L’identité nationale de Le Pen à Ségolène

Pour récupérer le maximum des voix d’extrême droite Sarkozy a cherché à mettre au cœur de la campagne le thème de l’identité nationale. Une vieille ficelle pour éloigner les travailleurs de leurs préoccupations, et de leurs intérêts de classe. Derrière le phantasme d’unité, de solidarité, et de communion d’un même peuple c’est toujours le même subterfuge :  les discours enflammés présentent le patron et l’ouvrier embarqués dans le même bateau, mais le navire appartient au patron et à fond de cale, c’est l’ouvrier qui rame. Le patron lui ne se trompe jamais de gouvernail.
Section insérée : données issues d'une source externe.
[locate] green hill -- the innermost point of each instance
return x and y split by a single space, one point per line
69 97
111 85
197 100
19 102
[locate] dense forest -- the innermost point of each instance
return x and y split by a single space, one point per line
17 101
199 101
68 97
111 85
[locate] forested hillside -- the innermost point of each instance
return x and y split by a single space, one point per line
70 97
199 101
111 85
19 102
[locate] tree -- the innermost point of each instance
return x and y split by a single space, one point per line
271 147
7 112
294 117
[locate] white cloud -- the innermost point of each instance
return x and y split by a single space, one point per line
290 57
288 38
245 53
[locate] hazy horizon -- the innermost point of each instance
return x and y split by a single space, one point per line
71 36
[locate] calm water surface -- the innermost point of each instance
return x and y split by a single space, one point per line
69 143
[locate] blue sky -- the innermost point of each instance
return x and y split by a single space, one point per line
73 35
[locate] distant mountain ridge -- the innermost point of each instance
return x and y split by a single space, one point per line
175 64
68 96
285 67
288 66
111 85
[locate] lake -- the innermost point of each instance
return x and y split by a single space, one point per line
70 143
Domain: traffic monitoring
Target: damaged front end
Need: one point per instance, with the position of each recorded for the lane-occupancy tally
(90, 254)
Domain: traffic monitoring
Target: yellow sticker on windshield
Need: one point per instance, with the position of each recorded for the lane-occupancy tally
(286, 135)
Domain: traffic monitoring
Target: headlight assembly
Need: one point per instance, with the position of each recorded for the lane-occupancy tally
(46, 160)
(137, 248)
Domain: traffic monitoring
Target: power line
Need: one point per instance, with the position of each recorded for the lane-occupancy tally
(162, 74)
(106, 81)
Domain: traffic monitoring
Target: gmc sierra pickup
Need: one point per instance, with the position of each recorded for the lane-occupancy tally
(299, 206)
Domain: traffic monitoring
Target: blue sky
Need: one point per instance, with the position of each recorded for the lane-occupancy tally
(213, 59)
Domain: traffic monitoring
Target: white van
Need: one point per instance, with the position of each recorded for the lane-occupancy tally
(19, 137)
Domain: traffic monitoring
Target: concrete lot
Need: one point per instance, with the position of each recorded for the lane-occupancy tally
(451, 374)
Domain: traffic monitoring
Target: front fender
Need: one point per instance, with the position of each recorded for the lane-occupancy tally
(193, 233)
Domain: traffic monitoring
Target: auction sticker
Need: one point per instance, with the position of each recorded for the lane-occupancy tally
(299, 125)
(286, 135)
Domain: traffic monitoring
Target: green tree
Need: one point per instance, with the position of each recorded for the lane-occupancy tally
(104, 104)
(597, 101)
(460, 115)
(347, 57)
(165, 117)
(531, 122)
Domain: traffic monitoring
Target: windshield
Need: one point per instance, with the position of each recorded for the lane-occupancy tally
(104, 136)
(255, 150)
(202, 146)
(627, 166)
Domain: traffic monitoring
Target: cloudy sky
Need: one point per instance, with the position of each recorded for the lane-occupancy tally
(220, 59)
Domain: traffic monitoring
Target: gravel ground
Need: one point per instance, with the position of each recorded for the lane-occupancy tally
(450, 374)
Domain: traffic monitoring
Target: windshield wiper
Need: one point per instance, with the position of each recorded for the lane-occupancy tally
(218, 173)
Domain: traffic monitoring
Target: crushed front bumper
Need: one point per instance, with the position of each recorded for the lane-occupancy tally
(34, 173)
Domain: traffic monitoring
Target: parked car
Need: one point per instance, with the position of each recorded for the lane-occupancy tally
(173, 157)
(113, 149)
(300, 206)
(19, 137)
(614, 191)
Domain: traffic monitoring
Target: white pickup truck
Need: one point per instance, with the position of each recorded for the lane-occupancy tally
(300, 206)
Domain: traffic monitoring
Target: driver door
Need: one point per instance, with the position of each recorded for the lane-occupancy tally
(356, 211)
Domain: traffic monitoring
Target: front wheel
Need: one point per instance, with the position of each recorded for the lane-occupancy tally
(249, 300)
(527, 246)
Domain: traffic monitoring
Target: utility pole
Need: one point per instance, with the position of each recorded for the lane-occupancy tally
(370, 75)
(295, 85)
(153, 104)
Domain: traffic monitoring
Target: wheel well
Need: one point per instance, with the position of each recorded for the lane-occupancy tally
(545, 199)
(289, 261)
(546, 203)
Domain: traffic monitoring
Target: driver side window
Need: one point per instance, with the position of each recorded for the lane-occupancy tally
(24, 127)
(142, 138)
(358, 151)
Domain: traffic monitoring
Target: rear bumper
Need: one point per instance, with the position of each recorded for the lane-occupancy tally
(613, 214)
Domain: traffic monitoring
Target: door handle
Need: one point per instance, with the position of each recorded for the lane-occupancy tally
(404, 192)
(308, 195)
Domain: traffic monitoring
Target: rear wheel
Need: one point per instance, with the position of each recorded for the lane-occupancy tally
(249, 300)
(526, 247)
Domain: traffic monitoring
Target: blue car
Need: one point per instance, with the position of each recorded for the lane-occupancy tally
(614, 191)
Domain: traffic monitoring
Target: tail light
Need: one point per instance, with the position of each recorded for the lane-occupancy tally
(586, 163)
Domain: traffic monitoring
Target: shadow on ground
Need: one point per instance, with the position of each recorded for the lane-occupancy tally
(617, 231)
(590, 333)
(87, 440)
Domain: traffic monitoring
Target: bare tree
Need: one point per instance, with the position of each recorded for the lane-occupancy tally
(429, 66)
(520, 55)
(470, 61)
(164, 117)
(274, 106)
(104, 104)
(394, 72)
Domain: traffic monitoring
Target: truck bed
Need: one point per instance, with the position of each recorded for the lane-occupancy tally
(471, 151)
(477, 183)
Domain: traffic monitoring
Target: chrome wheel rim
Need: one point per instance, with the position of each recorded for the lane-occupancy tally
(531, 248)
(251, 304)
L’un des objectifs du nationalisme c’est aussi de porter l’attention vers un bouc émissaire. La question est d’ailleurs explicite puisque Sarkozy propose un nouveau ministère chargé de relier les questions « de l’immigration et de l’identité nationale » : l’identité française c’est d’abord se poser tous unis… contre les autres. Jeu bien dangereux : qui est l’intrus ? qui est un bon français ? qui mérite d’en être exclu ? le gréviste ? le chômeur ? Qu’est ce que c’est avoir « l’esprit français » ? On peut parier que le  « Ministère de l’identité nationale » saura en établir les critères.
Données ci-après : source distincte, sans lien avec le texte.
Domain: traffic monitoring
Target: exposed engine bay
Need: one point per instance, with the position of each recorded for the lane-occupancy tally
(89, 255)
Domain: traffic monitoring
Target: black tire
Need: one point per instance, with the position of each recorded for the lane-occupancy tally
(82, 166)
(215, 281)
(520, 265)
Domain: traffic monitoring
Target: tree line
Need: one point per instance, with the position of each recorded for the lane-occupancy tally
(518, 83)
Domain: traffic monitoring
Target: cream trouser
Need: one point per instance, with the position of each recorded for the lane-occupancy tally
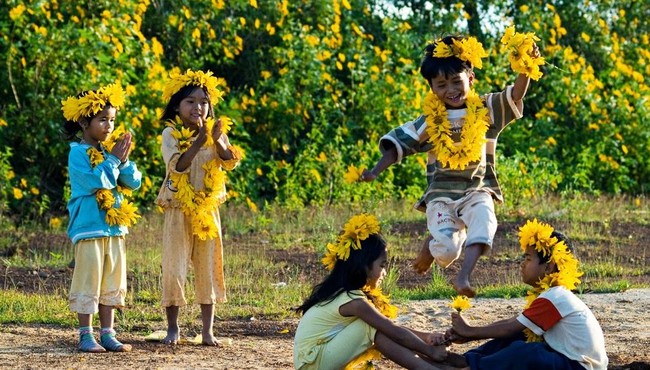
(466, 221)
(180, 248)
(99, 275)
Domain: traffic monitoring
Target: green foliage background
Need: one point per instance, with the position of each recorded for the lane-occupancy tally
(313, 85)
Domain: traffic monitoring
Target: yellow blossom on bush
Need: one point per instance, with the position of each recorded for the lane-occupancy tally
(353, 175)
(18, 194)
(460, 303)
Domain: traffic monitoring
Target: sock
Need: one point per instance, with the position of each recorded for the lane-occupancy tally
(108, 341)
(87, 342)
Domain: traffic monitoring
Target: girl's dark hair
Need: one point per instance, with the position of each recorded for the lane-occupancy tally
(432, 67)
(351, 274)
(71, 129)
(560, 237)
(171, 110)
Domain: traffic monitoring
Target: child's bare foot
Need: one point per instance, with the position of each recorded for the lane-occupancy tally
(463, 287)
(423, 261)
(209, 340)
(439, 353)
(173, 336)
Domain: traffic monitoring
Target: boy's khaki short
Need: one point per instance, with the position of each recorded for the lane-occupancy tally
(453, 224)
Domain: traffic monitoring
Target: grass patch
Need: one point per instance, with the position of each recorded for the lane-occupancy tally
(272, 259)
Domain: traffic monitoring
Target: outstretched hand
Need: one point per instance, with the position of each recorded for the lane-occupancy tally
(367, 176)
(202, 136)
(217, 130)
(122, 148)
(535, 51)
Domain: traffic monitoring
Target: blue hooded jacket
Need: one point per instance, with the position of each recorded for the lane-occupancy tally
(87, 220)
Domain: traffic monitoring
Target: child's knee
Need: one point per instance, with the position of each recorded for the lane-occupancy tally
(445, 249)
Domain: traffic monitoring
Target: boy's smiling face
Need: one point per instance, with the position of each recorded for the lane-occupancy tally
(453, 89)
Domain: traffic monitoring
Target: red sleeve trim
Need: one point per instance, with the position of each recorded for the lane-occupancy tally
(543, 313)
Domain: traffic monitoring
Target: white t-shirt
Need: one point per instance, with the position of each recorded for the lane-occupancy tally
(568, 326)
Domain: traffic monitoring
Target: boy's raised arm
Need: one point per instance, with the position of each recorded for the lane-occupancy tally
(522, 81)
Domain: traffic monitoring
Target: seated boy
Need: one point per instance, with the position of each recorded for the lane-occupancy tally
(556, 330)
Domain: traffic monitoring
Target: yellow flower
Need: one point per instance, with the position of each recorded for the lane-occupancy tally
(18, 194)
(460, 303)
(55, 222)
(538, 234)
(16, 12)
(92, 102)
(520, 53)
(105, 199)
(251, 205)
(330, 257)
(353, 175)
(199, 78)
(472, 135)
Et pour l’inspiration, le régime de Vichy nous donne un bon exemple de ce que peut être un gouvernement soucieux de l’identité nationale.
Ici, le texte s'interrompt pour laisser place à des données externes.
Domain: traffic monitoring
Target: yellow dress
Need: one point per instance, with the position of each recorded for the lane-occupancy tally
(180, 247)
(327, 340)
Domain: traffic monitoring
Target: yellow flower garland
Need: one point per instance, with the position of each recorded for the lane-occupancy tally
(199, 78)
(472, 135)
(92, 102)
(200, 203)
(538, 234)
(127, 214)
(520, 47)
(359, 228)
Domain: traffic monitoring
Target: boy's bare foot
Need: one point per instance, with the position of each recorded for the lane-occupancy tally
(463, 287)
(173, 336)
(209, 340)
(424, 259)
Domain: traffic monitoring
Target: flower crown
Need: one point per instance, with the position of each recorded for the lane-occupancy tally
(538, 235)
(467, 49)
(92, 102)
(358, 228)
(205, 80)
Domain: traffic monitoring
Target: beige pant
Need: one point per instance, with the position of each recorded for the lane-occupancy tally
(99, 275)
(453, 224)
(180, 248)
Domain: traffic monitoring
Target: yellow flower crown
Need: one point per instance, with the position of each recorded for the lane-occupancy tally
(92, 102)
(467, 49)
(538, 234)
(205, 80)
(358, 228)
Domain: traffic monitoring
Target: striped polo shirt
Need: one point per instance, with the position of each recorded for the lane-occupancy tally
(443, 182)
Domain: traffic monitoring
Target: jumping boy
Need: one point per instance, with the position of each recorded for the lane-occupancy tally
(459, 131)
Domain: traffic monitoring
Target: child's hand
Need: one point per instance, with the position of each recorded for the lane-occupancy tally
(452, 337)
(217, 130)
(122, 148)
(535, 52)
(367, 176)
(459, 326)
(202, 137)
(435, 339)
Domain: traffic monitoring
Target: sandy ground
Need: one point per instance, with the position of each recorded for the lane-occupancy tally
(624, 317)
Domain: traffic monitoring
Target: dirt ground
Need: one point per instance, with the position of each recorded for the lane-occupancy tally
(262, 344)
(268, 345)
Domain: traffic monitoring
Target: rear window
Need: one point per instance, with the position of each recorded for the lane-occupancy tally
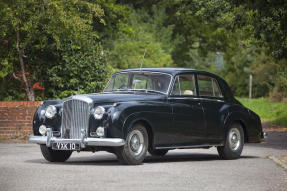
(208, 86)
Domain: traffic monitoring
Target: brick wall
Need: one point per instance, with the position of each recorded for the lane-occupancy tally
(16, 120)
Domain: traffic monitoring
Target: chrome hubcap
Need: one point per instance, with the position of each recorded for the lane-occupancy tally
(234, 139)
(136, 142)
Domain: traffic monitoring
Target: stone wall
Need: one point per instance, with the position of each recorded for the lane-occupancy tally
(16, 120)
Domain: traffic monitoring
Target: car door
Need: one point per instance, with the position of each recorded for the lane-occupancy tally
(213, 105)
(188, 127)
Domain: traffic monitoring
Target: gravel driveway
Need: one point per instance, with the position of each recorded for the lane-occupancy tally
(22, 167)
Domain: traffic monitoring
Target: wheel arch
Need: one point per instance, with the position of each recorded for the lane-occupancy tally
(233, 119)
(132, 120)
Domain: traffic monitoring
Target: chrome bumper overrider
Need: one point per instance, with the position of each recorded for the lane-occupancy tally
(84, 141)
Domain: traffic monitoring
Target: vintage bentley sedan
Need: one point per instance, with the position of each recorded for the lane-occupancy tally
(148, 109)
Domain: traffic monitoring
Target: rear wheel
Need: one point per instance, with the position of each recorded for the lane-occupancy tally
(234, 142)
(158, 152)
(135, 148)
(54, 155)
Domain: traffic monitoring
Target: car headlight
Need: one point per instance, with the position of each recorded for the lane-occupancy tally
(42, 130)
(99, 112)
(50, 111)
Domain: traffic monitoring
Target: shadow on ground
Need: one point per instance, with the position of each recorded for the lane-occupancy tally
(169, 158)
(275, 140)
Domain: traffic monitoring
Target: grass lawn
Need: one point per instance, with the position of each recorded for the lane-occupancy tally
(273, 112)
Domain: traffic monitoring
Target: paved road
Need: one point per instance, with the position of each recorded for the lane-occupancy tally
(23, 168)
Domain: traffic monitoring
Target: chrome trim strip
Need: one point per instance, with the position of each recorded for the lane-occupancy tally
(82, 98)
(190, 146)
(109, 142)
(196, 98)
(142, 71)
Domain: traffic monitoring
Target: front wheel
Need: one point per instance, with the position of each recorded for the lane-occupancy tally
(234, 142)
(54, 155)
(135, 148)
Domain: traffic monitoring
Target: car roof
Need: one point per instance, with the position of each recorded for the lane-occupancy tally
(172, 71)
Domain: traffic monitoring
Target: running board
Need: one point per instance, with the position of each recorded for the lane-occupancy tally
(190, 146)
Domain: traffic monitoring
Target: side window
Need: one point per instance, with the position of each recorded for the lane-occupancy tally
(142, 82)
(208, 86)
(121, 81)
(184, 85)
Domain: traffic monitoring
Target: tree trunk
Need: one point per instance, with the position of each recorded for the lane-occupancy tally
(28, 87)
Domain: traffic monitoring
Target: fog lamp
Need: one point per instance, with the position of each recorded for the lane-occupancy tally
(42, 130)
(50, 111)
(100, 132)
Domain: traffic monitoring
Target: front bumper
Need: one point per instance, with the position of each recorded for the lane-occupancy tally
(264, 135)
(84, 141)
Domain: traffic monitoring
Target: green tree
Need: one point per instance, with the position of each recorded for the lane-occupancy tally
(147, 37)
(33, 31)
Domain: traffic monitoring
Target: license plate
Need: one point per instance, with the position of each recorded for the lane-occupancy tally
(66, 146)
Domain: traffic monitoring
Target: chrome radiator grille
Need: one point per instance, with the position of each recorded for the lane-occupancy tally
(74, 118)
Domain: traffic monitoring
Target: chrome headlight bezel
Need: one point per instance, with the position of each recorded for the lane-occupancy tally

Au fait, cette identité est censée porter des valeurs : mais on serait bien en peine de dire ce que sont les valeurs de la France. Celles des idéaux de la révolution française et des Lumières ? celles de la colonisation et de ses massacres ? celles de la liberté, de l’égalité et de la fraternité ? celles de Vichy, celles de la laïcité, celle du christianisme, celles de l’athéisme ? celles de la Commune de Paris ?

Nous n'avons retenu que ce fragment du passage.